Improper Verification of Cryptographic Signature in ASP.NET Core - CVE-2026-40372
Published: April 22, 2026
Vulnerability identifier: #VU126862
CSH Severity: High
CVSS v4.0: CVSS:4.0/AV:N/AC:L/AT:N/PR:N/UI:N/VC:H/VI:H/VA:N/SC:N/SI:N/SA:N/E:U/U:Amber
CVE-ID: CVE-2026-40372
CWE-ID: CWE-347
Exploitation vector: Remote access
Exploit availability:
No public exploit available
Vendor: Microsoft
Affected software:
ASP.NET Core
ASP.NET Core
Detailed vulnerability description
The vulnerability allows a remote attacker to elevate privileges.
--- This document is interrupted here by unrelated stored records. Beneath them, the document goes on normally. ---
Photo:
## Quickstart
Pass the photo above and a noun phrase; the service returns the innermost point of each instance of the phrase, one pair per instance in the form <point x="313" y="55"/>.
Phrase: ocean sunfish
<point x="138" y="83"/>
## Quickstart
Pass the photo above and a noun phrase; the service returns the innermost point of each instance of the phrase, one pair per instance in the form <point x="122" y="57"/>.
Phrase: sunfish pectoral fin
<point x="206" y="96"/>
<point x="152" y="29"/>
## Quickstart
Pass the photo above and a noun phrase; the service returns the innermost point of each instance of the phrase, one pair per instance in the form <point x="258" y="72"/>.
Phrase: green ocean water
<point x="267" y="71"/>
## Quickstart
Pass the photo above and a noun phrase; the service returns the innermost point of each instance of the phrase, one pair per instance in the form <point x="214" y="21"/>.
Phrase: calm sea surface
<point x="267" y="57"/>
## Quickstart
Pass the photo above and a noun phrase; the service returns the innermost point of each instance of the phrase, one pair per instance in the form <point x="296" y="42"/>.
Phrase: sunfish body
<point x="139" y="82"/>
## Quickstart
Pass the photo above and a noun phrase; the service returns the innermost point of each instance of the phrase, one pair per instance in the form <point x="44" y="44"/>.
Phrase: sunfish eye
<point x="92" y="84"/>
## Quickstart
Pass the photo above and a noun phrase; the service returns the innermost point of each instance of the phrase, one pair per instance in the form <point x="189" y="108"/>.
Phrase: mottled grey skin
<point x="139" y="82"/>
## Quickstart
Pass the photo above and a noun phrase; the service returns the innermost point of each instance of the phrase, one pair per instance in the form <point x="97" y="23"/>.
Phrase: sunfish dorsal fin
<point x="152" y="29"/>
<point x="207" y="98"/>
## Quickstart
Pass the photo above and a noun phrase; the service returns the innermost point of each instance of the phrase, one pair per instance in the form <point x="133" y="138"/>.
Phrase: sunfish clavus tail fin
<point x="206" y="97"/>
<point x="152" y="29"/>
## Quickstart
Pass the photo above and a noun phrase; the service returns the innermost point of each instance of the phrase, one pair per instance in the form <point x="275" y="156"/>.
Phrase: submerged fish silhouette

The vulnerability exists due to improper verification of cryptographic signature in Microsoft.AspNetCore.DataProtection when processing cryptographically protected payloads. A remote attacker can send specially crafted data to elevate privileges.
Successful exploitation could result in SYSTEM privileges. The issue affects deployments where the NuGet copy of the library is loaded at runtime, including non-Windows deployments using the vulnerable code path and certain configurations using managed algorithms.
How to mitigate CVE-2026-40372
Install security update from vendor's website.